Still, listening to Mike’s tale of woe might help take the sting out of the minor fuck-up he had to report.

So think.

He recalled a late night wine bar bitching session a week back. Mike and some elegant Chinese woman from Shorn EM. Crossover with an old CI account, guerrilla figures from the last decade, now snugly installed as political leaders. Privatisation schematics and character assassination of the major players. Who could be trusted further than they could be thrown. Macho stuff. The wine had been crap.

‘Chris?’

‘Yeah, yeah.’ He groped after a name. ‘The Tseng thing, right?’

‘Right.’ It was hard to tell if Bryant was angry or amused. ‘Had it all lined up and ready to roll. Now some shithead civil servant has taken out, get this, a fucking injunction to prevent the sell-off. They’re claiming it’s unlawful under the ‘37 Constitution.’

‘Well, is it?’

‘How the fuck would I know? I’m not EM, am I. Irene Lan’s team handle the legal stuff.’

‘Well, can’t you, I don’t know, pass a law or something? Change the current law? It’s not like this is Conflict as such. You are the government out there.’

Mike sighed audibly. ‘Yeah, I know. Fucking politics. Give me a Kalashnikov and a dickhead to fire it any day. So. What’s up?’

‘What?’

‘You sounded worried.’

‘Ah, yeah. Just a glitch. Barranco’s down to arrive in London on the eighteenth—‘

‘The eighteenth. Ah, fuck, Chris. That’s two days after Echevarria.’

‘I know.’

‘Couldn’t you have—‘

‘Yeah, my fault, I know. I gave Lopez carte blanche to get him here asap. No other parameters.’

‘Carte Blanche?’ He could hear Mike grinning. ‘Who’s she? Yeah, alright, I don’t suppose it matters much. We’d better just make sure they don’t bang into each other in a corridor.’

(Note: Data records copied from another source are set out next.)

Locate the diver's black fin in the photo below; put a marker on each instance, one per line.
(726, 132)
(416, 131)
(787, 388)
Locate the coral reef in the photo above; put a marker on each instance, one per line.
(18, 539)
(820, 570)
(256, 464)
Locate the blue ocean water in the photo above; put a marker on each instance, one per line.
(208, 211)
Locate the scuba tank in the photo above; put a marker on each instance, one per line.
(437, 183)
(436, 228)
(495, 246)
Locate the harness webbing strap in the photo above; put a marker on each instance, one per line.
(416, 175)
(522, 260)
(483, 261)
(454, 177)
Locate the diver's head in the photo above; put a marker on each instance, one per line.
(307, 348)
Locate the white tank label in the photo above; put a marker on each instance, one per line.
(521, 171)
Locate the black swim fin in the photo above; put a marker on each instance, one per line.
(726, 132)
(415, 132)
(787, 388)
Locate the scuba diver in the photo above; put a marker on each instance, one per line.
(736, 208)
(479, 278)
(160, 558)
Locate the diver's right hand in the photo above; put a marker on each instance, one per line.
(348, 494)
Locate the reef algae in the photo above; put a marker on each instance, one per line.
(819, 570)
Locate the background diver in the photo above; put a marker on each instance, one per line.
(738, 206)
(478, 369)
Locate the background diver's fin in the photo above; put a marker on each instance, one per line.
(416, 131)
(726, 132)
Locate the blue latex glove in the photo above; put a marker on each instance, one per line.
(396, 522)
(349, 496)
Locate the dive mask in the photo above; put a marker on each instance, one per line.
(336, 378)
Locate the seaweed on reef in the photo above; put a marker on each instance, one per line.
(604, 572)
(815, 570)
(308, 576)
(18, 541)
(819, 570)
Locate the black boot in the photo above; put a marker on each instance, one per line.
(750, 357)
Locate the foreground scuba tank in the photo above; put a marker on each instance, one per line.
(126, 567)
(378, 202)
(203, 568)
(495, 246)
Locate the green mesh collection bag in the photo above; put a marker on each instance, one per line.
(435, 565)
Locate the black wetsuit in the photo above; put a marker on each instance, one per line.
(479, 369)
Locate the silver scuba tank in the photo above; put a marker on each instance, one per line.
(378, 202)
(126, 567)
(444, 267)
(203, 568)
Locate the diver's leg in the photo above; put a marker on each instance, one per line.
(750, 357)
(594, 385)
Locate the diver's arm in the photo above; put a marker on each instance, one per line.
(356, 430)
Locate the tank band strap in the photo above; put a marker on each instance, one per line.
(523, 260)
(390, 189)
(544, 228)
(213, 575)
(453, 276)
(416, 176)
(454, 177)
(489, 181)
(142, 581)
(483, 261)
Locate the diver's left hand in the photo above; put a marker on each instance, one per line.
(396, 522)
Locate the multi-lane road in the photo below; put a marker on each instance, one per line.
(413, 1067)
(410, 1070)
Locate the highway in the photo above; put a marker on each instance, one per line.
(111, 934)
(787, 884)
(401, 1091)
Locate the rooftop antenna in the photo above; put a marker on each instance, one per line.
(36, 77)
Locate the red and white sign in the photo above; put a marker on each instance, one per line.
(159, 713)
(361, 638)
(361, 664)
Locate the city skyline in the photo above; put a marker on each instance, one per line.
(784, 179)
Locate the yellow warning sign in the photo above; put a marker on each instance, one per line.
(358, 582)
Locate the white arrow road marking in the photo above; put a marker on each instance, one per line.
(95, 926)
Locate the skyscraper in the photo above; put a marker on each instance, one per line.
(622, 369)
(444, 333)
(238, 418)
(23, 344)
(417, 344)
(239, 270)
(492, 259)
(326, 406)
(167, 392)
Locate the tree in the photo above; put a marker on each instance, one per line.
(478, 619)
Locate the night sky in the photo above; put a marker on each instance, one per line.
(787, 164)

‘Or at the North Memorial. I was thinking—‘

Impact!

The meaty crunch of metal on metal. The Saab jolted hard left and started to skid from the back. His foot slipped on the accelerator and he felt the treacherous slither as the wheels spun in water.

‘Fuck!’

‘Now what?’ Bryant, through a yawn.

He fought the skid, shedding speed as fast as he dared. Eyes ripping across the mirrors, searching for the other car. Teeth gritted.

‘Where are you, motherfucker?’

‘Chris? You okay?’

Another crunch from the rear. He wasn’t yet fully out of the skid and it sent him slithering again. He hauled on the wheel.

‘Motherfucker!’

‘Chris?’ By now, Mike had got it. His voice came through urgent. ‘What’s happening out there?’

‘I’m—‘

Impact, again. He thought the Saab might spin clear round this time. Fighting it, he caught a glimpse of the other vehicle as it pulled clear. Primer-grey, looked like an old Mitsubishi from what he could see of the lines, but with the amount of custom-built armouring, it was hard to tell.